To use your own models and alter the default options, run the inference.py script with the --user_input yes flag. This will enable you to provide custom paths for the model files and images, overriding the default options. For example, you can use the following path for the YOLO model: ./data/Yolo_weights/<your_model.pt>. Make sure to specify the correct paths when using the --user_input yes flag.

Command-Line Arguments

The script supports the following command-line arguments:

  • --user_input: Allows changing the default settings interactively. Accepts values yes or no. (default: no)
  • --model_path: Path to the YOLO model weight file. (default: ./data/Yolo_weights/best.pt)
  • --image_path: Path to the image file to perform inference on. (default: ./data/test_images/5-c.png)
  • --loc_model_path: Path to the localization model weight file. (default: ./data/object_loc_weights/weights_Localization_XY_YAW.pt)

Usage Examples

  1. Perform inference using default settings:

    python src/inference.py
    
  2. Perform inference with custom settings interactively:

    python src/inference.py --user_input yes
    

Note: If the --user_input flag is set to yes, the script will prompt you to enter the paths to the YOLO model weight file, image file, and localization model weight file interactively.

Usage train.py

The train.py script is used to train a specified model based on user inputs. It provides options to train either a YOLO model, a localization model, or both. This document explains how to use the script and provides examples.

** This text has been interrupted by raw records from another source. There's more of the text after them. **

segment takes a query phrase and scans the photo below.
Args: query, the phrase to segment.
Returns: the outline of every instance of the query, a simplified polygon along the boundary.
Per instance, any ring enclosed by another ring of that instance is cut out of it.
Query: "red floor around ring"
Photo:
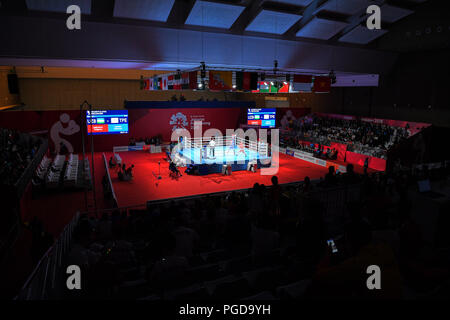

Train Script Prerequisites

Before using the train.py script, make sure you have the following prerequisites:

YOLO Model Training:

  • Prepare the training dataset with annotated bounding box labels. The dataset can be created using tools like Roboflow.
  • You should have the API codes ready to put into the CLI

Localization Model Training:

  • Prepare the training dataset as follows: .NPZ file(s) with 3 Numpy arrays named arr_0 - arr_1 - arr_2.
    • arr_0 should contain image arrays with the following shape: (amount_items, 92, 138, 3)
    • arr_1 should contain the X for the model with the following columns:
      • column1: Boundingbox Xmin
      • column2: Boundingbox Xmax
      • column3: Boundingbox Ymin
      • column4: Boundingbox Ymax
      • column5: Classes from 0 to 4 (max 5 different classes allowed)
    • arr_2 should contain the Y for the model with the following columns:
      • column1: X Location of the item between -0,1 and 0,1
      • column2: Y Location of the item between -0,1 and 0,1
      • column3: Z Location of the item between -0,1 and 0,1
      • column4: Yaw of the items between -0,1 and 0,1

!Important Note: The number of pictures should match the number of items. So for example, if your image has 3 items, you should have 3 rows of the same image in the image array. So the row index corresponds with the items' X and Y indexes.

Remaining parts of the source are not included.